第25回 株式会社出前館 国京 正樹さん
【プロフィール】
国京 正樹さん
業務歴:人事部門統括1年
2021年2月に、デリバリー総合サイト「出前館」を運営する株式会社出前館に入社。
人材マネジメント方針の策定、組織戦略の立案、採用・教育・評価等の人事制度方針の決定、人事制度の企画、採用面接他を行う。
採用人事の担当者におすすめしたい3冊は?
◆『心理学的経営―個をあるがままに生かす』
(大沢武志著/PHP研究所)
リクルート社の人事役員として組織文化を作ってきた著者が、人材マネジメントの原理原則について書いた本です。1993年に出版された後、長らく絶版になっていましたが2019年に復刻して今は電子書籍でも読むことができます。人事を担当することになったばかりの頃、いろいろな本を読みましたが、一番しっくりきたのが本書でした。

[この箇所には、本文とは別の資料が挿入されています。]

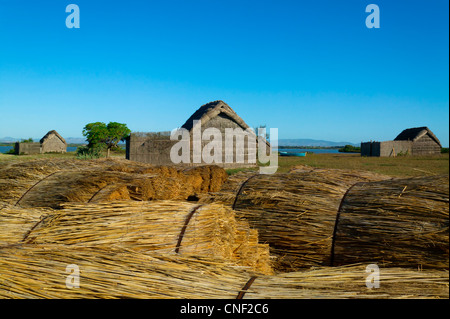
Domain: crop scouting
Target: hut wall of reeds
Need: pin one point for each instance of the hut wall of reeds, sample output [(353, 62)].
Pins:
[(27, 148)]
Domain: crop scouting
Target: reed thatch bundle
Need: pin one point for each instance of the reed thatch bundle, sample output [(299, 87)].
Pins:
[(41, 272), (294, 213), (15, 223), (50, 183), (163, 226), (402, 222)]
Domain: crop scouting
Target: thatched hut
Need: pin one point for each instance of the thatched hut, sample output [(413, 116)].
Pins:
[(412, 141), (423, 141), (225, 129), (53, 142)]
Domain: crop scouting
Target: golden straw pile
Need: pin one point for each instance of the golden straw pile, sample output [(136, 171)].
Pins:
[(30, 271), (49, 183), (163, 226), (319, 217), (403, 222), (140, 231)]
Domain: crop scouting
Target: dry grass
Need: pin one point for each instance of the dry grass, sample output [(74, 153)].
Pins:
[(403, 222), (40, 272), (49, 183), (163, 226), (294, 212), (400, 222)]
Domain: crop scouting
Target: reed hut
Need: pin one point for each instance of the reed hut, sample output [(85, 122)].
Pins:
[(217, 116), (423, 141), (412, 141), (52, 142), (36, 271)]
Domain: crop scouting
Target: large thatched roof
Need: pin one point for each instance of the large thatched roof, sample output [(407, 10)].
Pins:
[(52, 132), (413, 134), (212, 109)]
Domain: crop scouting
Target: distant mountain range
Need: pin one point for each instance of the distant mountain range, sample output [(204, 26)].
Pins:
[(281, 142), (69, 140), (311, 142)]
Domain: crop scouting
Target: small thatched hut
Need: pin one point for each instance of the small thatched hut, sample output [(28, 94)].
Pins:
[(423, 141), (53, 142), (412, 141), (220, 119)]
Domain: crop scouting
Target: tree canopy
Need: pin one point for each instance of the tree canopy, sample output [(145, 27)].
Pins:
[(109, 135)]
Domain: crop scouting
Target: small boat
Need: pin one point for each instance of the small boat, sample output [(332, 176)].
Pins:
[(292, 154)]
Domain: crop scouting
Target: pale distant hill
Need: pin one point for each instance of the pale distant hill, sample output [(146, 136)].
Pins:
[(311, 142)]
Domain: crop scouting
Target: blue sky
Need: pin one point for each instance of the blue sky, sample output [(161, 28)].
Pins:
[(312, 69)]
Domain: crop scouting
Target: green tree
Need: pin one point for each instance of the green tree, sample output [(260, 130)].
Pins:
[(98, 134)]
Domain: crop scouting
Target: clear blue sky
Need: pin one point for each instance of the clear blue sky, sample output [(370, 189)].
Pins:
[(311, 68)]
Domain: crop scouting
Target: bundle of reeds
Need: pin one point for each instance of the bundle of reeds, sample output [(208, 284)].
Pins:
[(50, 272), (15, 223), (352, 281), (294, 213), (163, 226), (48, 184), (402, 222)]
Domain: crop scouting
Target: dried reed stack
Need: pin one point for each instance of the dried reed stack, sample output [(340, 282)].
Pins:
[(51, 183), (294, 213), (15, 223), (163, 226), (402, 222), (40, 272)]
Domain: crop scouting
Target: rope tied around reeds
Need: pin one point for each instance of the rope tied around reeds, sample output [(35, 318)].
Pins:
[(183, 229), (338, 215), (246, 287), (29, 189)]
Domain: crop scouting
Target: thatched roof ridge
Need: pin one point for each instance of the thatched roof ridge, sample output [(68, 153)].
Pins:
[(52, 132), (211, 110), (413, 134)]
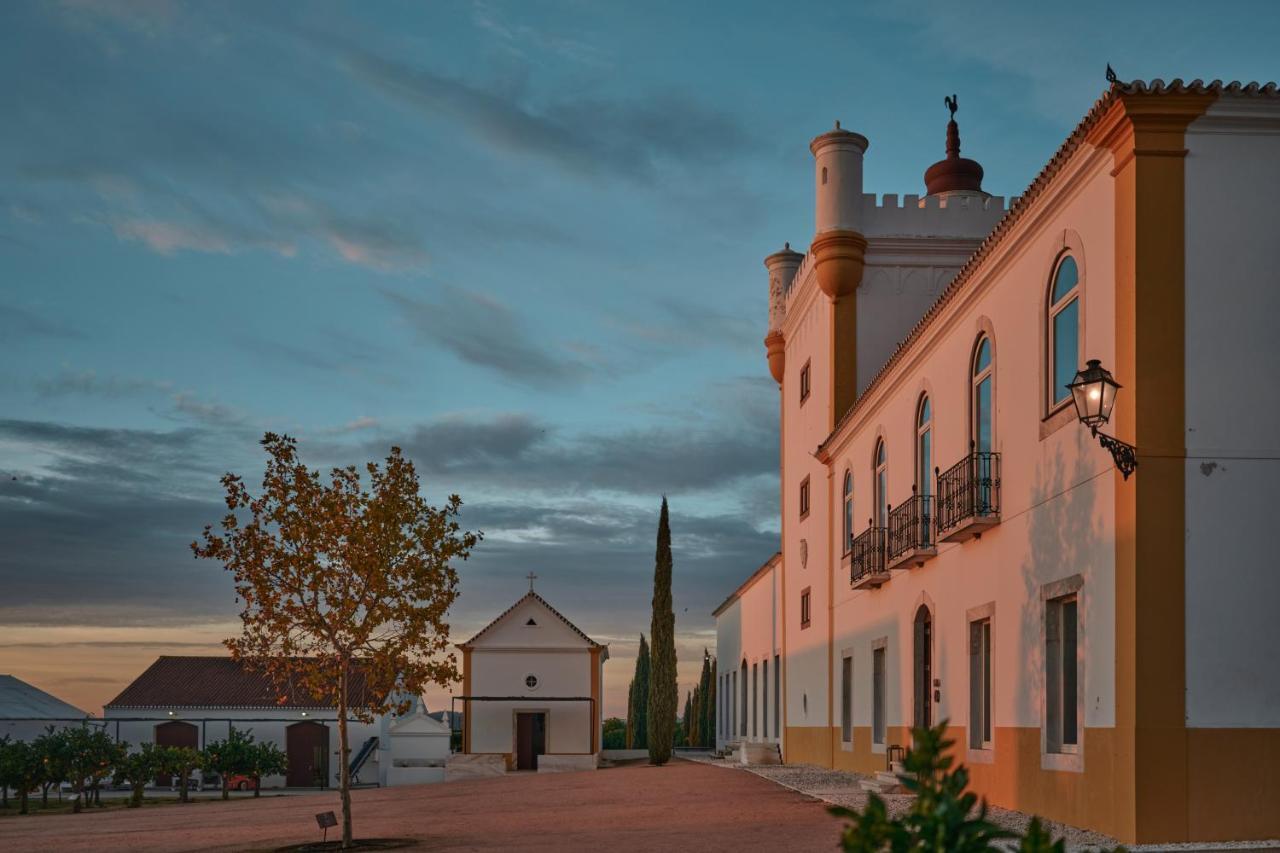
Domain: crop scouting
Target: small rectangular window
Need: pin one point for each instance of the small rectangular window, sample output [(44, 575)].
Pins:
[(878, 694), (764, 696), (1061, 674), (755, 699), (846, 699), (777, 696), (979, 684)]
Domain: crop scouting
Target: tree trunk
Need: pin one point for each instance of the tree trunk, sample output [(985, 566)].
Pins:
[(343, 770)]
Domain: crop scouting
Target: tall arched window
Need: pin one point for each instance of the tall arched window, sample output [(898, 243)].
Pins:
[(1064, 329), (983, 398), (849, 512), (881, 511), (924, 466), (924, 447)]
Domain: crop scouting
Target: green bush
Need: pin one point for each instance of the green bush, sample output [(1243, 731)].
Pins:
[(944, 817)]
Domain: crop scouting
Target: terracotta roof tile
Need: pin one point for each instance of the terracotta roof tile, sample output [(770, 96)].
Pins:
[(1019, 206), (177, 682), (544, 603)]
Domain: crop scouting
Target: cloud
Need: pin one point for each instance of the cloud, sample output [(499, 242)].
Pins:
[(484, 332), (90, 383), (590, 136), (16, 322)]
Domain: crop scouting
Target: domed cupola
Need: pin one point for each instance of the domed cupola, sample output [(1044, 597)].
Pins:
[(955, 174)]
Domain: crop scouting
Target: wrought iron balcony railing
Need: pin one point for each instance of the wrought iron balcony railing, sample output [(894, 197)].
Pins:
[(968, 496), (867, 559), (910, 528)]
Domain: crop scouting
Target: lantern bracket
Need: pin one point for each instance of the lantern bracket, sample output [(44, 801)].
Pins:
[(1125, 455)]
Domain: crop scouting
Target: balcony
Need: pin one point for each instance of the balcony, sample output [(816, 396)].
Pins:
[(910, 532), (867, 560), (969, 497)]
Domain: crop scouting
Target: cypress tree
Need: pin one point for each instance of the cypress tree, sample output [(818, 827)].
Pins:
[(709, 705), (705, 733), (631, 712), (689, 717), (663, 690), (640, 698)]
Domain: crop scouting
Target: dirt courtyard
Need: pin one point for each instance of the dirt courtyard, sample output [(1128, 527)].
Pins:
[(636, 807)]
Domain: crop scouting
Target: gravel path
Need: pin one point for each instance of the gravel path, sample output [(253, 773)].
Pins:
[(840, 788)]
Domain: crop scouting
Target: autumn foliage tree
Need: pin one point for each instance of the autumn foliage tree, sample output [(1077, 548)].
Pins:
[(337, 576)]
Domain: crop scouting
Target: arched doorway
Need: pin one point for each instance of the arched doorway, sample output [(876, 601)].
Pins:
[(176, 734), (307, 748), (923, 667)]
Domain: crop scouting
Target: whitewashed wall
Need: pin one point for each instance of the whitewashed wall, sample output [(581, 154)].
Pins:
[(1233, 415)]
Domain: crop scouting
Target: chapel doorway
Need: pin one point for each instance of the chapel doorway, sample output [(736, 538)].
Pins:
[(923, 667), (530, 738), (176, 734), (307, 748)]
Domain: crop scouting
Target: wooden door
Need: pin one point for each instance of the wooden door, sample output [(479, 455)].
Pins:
[(923, 667), (530, 739), (307, 748), (176, 734)]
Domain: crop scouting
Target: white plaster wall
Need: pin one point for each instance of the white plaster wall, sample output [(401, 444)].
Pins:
[(1233, 415), (804, 427), (560, 674), (728, 655), (137, 726), (1057, 492)]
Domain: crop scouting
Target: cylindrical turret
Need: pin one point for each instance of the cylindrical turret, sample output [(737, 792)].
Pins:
[(782, 270), (837, 162), (782, 267)]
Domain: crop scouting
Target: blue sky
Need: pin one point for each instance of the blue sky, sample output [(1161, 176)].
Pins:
[(521, 240)]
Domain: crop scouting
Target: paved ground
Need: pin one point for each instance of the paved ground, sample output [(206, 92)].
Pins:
[(632, 807)]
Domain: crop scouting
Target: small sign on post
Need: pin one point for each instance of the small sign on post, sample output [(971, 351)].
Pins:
[(325, 820)]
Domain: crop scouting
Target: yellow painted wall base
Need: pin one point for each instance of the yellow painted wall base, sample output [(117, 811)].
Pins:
[(1234, 778), (807, 746)]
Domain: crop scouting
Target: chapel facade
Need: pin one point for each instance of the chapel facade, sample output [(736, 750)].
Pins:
[(958, 547), (531, 688)]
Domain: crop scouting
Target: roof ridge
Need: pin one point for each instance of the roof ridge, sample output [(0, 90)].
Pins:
[(519, 601), (1019, 204)]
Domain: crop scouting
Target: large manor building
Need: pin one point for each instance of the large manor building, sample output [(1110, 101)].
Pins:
[(956, 546)]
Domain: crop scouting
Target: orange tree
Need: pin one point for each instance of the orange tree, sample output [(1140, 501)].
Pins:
[(336, 578)]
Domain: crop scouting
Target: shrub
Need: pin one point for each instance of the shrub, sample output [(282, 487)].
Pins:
[(944, 817)]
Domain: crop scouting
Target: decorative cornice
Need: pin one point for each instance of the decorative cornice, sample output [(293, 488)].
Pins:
[(1097, 115)]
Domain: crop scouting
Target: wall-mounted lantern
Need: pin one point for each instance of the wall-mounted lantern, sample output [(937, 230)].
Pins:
[(1093, 391)]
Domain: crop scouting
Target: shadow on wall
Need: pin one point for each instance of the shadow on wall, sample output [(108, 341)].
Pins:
[(1064, 538)]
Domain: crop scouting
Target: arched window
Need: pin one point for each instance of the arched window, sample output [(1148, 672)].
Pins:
[(1064, 329), (924, 447), (849, 512), (881, 509), (983, 398), (924, 466)]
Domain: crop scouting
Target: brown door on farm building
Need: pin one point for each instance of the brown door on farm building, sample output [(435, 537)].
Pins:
[(307, 748), (176, 734), (530, 739)]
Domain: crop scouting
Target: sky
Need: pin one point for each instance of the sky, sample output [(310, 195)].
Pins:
[(522, 241)]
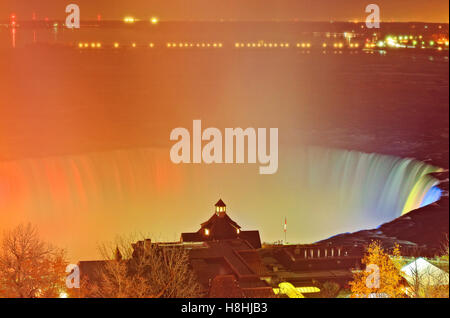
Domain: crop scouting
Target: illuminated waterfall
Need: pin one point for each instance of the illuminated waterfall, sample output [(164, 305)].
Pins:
[(79, 200), (385, 185)]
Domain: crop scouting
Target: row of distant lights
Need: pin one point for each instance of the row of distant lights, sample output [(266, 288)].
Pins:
[(98, 45), (287, 45), (188, 45)]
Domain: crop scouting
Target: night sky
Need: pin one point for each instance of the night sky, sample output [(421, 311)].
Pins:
[(312, 10)]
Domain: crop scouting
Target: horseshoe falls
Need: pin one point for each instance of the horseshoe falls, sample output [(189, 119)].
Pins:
[(322, 192)]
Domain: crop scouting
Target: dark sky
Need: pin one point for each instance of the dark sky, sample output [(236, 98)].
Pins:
[(313, 10)]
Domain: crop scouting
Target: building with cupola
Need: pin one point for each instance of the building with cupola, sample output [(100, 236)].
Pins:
[(221, 227)]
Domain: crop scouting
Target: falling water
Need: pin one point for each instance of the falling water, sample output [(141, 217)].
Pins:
[(381, 185), (79, 200)]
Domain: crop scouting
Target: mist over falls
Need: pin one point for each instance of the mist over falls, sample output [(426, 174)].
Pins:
[(322, 192)]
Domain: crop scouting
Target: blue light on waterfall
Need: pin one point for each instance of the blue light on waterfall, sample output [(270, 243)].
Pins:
[(433, 195)]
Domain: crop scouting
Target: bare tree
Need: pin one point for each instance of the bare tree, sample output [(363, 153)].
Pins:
[(430, 281), (145, 270), (29, 267)]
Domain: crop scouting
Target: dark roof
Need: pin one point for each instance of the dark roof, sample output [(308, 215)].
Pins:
[(227, 286), (228, 257), (220, 203), (252, 237), (191, 237)]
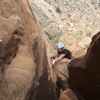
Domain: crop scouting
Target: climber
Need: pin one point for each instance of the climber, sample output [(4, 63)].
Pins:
[(61, 53)]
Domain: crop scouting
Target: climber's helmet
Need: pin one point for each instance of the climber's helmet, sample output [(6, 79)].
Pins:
[(60, 45)]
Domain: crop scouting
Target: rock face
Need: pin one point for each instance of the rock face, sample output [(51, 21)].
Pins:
[(22, 54), (85, 72)]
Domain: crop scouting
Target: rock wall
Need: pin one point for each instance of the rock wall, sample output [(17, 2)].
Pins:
[(85, 71), (22, 53)]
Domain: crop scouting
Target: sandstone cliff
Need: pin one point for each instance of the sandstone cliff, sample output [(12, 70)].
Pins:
[(22, 53), (85, 71)]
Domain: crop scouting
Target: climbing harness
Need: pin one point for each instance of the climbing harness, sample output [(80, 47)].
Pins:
[(76, 91)]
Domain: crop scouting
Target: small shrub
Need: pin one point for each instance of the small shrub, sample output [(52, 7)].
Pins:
[(49, 35)]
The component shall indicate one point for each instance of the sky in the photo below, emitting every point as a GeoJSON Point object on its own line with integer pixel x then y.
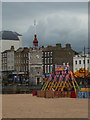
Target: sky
{"type": "Point", "coordinates": [58, 22]}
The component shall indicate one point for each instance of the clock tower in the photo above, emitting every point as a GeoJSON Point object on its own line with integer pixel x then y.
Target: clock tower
{"type": "Point", "coordinates": [35, 41]}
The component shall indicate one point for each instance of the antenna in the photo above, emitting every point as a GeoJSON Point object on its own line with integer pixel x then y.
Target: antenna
{"type": "Point", "coordinates": [35, 26]}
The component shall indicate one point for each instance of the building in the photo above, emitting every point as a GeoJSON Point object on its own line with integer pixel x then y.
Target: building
{"type": "Point", "coordinates": [21, 60]}
{"type": "Point", "coordinates": [35, 63]}
{"type": "Point", "coordinates": [15, 62]}
{"type": "Point", "coordinates": [10, 38]}
{"type": "Point", "coordinates": [81, 61]}
{"type": "Point", "coordinates": [8, 60]}
{"type": "Point", "coordinates": [56, 55]}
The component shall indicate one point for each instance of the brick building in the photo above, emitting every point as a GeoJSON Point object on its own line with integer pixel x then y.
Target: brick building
{"type": "Point", "coordinates": [15, 62]}
{"type": "Point", "coordinates": [57, 55]}
{"type": "Point", "coordinates": [35, 63]}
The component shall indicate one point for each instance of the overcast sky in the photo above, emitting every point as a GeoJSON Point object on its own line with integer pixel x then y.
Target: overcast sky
{"type": "Point", "coordinates": [60, 22]}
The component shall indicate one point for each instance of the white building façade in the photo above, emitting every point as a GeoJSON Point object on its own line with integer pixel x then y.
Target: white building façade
{"type": "Point", "coordinates": [81, 61]}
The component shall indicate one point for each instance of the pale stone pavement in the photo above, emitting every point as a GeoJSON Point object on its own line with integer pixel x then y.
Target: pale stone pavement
{"type": "Point", "coordinates": [28, 106]}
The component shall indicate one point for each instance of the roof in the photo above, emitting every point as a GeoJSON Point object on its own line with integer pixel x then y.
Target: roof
{"type": "Point", "coordinates": [9, 35]}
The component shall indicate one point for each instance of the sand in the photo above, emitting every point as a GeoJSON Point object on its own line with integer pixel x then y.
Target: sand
{"type": "Point", "coordinates": [28, 106]}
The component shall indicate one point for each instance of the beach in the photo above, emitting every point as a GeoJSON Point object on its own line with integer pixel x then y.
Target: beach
{"type": "Point", "coordinates": [28, 106]}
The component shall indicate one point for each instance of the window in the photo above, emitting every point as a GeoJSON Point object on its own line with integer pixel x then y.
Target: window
{"type": "Point", "coordinates": [45, 54]}
{"type": "Point", "coordinates": [88, 61]}
{"type": "Point", "coordinates": [79, 61]}
{"type": "Point", "coordinates": [48, 53]}
{"type": "Point", "coordinates": [45, 68]}
{"type": "Point", "coordinates": [48, 60]}
{"type": "Point", "coordinates": [45, 60]}
{"type": "Point", "coordinates": [83, 61]}
{"type": "Point", "coordinates": [51, 60]}
{"type": "Point", "coordinates": [76, 62]}
{"type": "Point", "coordinates": [48, 68]}
{"type": "Point", "coordinates": [51, 53]}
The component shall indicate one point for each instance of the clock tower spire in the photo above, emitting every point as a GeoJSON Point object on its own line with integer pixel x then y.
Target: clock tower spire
{"type": "Point", "coordinates": [35, 41]}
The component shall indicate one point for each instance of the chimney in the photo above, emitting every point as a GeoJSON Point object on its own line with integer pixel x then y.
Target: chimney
{"type": "Point", "coordinates": [12, 47]}
{"type": "Point", "coordinates": [68, 46]}
{"type": "Point", "coordinates": [58, 45]}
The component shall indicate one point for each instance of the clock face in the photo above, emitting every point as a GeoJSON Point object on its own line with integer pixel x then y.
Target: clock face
{"type": "Point", "coordinates": [37, 56]}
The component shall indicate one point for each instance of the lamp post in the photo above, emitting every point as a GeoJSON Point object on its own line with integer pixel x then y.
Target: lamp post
{"type": "Point", "coordinates": [85, 63]}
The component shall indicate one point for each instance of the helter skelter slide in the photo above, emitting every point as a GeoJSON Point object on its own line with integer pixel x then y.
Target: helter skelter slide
{"type": "Point", "coordinates": [61, 80]}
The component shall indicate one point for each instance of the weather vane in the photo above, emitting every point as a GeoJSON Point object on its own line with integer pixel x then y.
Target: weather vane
{"type": "Point", "coordinates": [35, 26]}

人事、経営者、心理学者、採用適性検査のSPI開発者と多様な顔を持つ著者だけに、内容も「モチベーションのマネジメント」「小集団と人間関係」「組織の活性化」「適性と人事」「個性化」「人材マネジメント」と、多岐に渡るテーマを取り上げています。
その中でも私は第三章「組織の活性化」が面白いと思いました。
著者は、人間は秩序をつくる動物であると同時に秩序を破壊する動物であると言います。そして無秩序から秩序を築き上げて、また無秩序へと循環する生命の営みそのものが活性化の過程だと捉えています。
「活性化は、既成の構造としての秩序を破壊することからはじまる。秩序の内側に眠りこけている人間の自然の生命力を挑発することで、組織のなかに“ゆらぎ”が起こる」と本書では記されています。
既成の価値体系や暗黙の行動規範への疑問、今のままではダメだという自己分析、過去の成功体験への否定。これらを促すことで引き起こされる葛藤と緊張が、組織内の均衡状態を崩す。雑然とした無秩序=カオスこそが組織を活性化するのであり、組織活性化の戦略として「カオスの演出」があると説明しています。
いろいろな組織のトップが無意識もしくは意識的にゆさぶりをかけて組織をひきしめていると思いますが、この章を読んでとっくの昔に理論的に検討されていたのだなと思いました。
また活性化はきれいごとで実現できるようなテーマではなく、時に心身の疲弊を伴う修羅場に身を置くことで新しい局面が開かれるという表現には、深くうなずく経営者や組織長の方も多いのではないでしょうか。
本書を読み、事業やサービスだけでなく組織も、事象(具体)と理屈(抽象)を何度も往復することで見える解像度が上がってくるのだなと思いました。
◆『世界標準の経営理論』
(入山章栄著/ダイヤモンド社)
早稲田大学大学院ビジネススクールの教授が、世界の経営学者が提唱している約30の経営理論をまとめた60万字もの大著です。経営理論がここまで網羅的・体系的に整理された本はあまりないと思うので、経営学の全体像をつかみたい方に良いと思います。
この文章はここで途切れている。